Imagine que lá são faladas em torno de 180 línguas diferentes, há uma diversidade linguística que não consegue ser transmitida através dos nossos teclados convencionais, difícil até de preencher documentos.
Portanto o que vemos e experimentamos é uma cultura de exploração que, ao invés de olhar para a riqueza e respeitar o potencial e o tempo das coisas, parece estar viciada no modelo colonial pelo qual fomos formados.
“A Amazônia tem uma economia viciada no desmatamento”, como afirmou Beto Veríssimo, também participante do evento.
Já existe muita tecnologia desenvolvida e é impossível que não tenhamos ferramentas para mudar a postura diante da realidade. De tudo o que ouvi, posso afirmar que, até mesmo economicamente, temos possibilidades de gerar mais lucro através de iniciativas de preservação, porém estamos frente a “um problema de natureza ética”, conforme reforçou a ministra Marina Silva. Destaco aqui uma pequena citação para entendermos de forma simples:
“Os alimentos têm o seu próprio tempo. Não é possível comer laranja o tempo todo. Isso é para satisfazer nosso ego, nosso gozo.”
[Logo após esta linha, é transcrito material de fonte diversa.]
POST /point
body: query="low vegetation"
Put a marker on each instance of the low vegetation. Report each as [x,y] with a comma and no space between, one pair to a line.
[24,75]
Lembrei também do papo que tive com a Letrux no videocast “Respire e Diga Sim”, quando falamos sobre a força da transmutação pelo fogo. Ela lembrou de um dos episódios espirituais mais importantes da sua vida quando, numa virada de ano, decidiu queimar os seus diários antigos e se reconhecer Letrux.
Simbolicamente o fogo tem esse poder, a transmutação. Não é à toa que uma boa bruxa sabe dominar uma bela fogueira até mesmo nas histórias infantis, porém no caso de Manaus, não estamos falando desse fogo – ou até poderíamos estar?
A verdade é que a floresta não depende de nós, nós é que dependemos da floresta, portanto de tudo o que se fala de crise climática e catástrofe ambiental chego à seguinte reflexão, como no meu sonho: o presente é uma natureza em chamas e o futuro, se for possível, precisa despertar agora.
*Este texto não reflete, necessariamente, a opinião do IstoÉ.